Éric Woerth soutiendra Emmanuel Macron pour la présidentielle 2022 [photo d'illustration].
© AFP - Anne-Christine POUJOULAT

L'ancien ministre sarkozyste Éric Woerth a annoncé mercredi qu'il soutiendrait Emmanuel Macron plutôt que Valérie Pécresse pour la présidentielle. Le président des Républicains Christian Jacob lui a aussitôt demandé de quitter le parti.

Le député Les Républicains Éric Woerth, ancien ministre du Budget de Nicolas Sarkozy, annonce ce mercredi apporter son soutien à Emmanuel Macron plutôt qu'à la candidate LR Valérie Pécresse pour la présidentielle. Une annonce qui a suscité la colère du président des Républicains Christian Jacob, qui lui a aussitôt demandé de quitter le parti. Dans un communiqué, Éric Woerth a dit se mettre "en congé" de LR.
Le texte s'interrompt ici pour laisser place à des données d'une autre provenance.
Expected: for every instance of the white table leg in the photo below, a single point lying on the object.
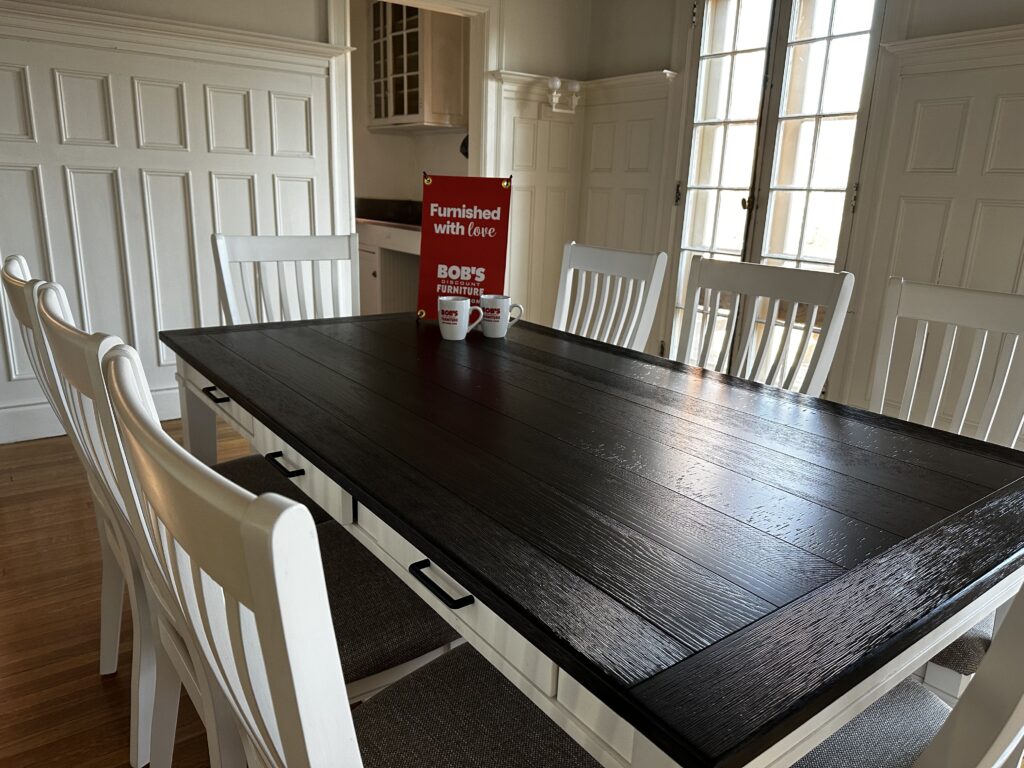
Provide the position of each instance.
(199, 424)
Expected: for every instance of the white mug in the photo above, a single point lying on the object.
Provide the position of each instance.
(453, 316)
(498, 314)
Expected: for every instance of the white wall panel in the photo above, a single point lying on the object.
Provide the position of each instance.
(295, 205)
(229, 120)
(99, 244)
(119, 160)
(85, 108)
(15, 119)
(161, 116)
(947, 204)
(543, 152)
(167, 200)
(23, 216)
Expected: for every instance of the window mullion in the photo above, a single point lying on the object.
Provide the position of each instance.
(768, 129)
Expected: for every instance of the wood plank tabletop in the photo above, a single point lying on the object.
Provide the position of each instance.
(715, 559)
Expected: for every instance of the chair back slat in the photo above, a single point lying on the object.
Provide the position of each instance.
(982, 378)
(998, 388)
(788, 321)
(913, 373)
(942, 375)
(805, 342)
(268, 279)
(248, 576)
(612, 295)
(778, 360)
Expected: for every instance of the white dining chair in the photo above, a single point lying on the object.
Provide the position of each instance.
(612, 295)
(248, 573)
(266, 279)
(74, 358)
(983, 329)
(911, 726)
(23, 295)
(990, 323)
(752, 298)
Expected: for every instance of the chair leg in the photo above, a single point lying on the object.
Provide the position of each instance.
(165, 711)
(143, 673)
(111, 606)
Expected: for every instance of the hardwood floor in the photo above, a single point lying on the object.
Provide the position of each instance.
(55, 710)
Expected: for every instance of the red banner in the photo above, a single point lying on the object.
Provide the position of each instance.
(464, 239)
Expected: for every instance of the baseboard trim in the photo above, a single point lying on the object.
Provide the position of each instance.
(36, 420)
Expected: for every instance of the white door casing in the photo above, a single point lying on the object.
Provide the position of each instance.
(122, 151)
(948, 207)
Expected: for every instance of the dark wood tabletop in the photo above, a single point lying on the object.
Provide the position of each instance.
(715, 559)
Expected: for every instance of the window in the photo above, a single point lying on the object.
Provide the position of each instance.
(777, 94)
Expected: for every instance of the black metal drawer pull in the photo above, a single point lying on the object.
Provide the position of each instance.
(208, 391)
(273, 456)
(455, 603)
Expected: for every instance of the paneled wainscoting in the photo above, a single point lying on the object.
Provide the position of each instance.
(122, 150)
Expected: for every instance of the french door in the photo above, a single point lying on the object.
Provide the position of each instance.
(777, 95)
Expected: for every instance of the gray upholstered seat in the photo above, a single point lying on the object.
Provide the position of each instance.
(255, 474)
(965, 653)
(459, 712)
(379, 622)
(890, 733)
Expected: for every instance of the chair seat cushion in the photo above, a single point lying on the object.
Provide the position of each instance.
(965, 653)
(890, 733)
(256, 475)
(378, 621)
(459, 712)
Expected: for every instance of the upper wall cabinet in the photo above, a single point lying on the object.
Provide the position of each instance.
(420, 73)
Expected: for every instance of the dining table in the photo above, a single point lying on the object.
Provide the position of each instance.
(680, 567)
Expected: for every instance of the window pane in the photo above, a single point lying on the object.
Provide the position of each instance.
(846, 75)
(720, 26)
(731, 221)
(738, 161)
(852, 15)
(835, 150)
(699, 227)
(785, 216)
(810, 18)
(805, 66)
(796, 143)
(713, 88)
(707, 155)
(755, 17)
(748, 83)
(824, 216)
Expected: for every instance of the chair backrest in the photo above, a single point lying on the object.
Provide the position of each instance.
(248, 576)
(263, 279)
(753, 300)
(612, 295)
(76, 356)
(23, 295)
(990, 323)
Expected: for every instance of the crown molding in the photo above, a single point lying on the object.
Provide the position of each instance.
(110, 30)
(961, 49)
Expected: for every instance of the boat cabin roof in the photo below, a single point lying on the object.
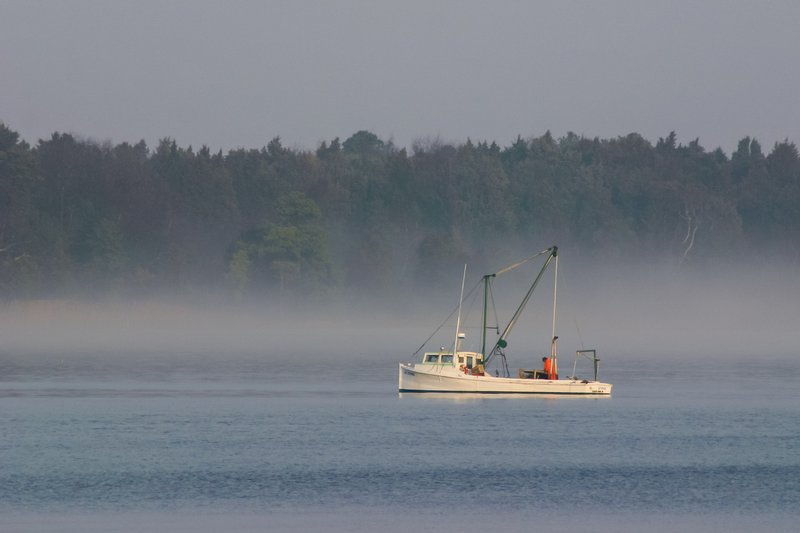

Dans un entretien au journal Le Parisien, Éric Woerth "pense profondément qu’un second mandat d’Emmanuel Macron serait une chance pour la France" et estime que l'actuel président, qui n'a pas encore déclaré sa candidature, est "le mieux à même de défendre l'intérêt de la France et des Français". "J'ai du respect et de l'amitié pour Valérie Pécresse" et "ce n'est pas une question personnelle" mais "je n'adhère pas au discours de LR", qui décrit une France "nostalgique, recroquevillée sur elle-même", a ajouté l'ex-ministre. "On ne peut pas, par ailleurs, n’être obnubilé que par l’islamisme radical, même si c’est fondamental."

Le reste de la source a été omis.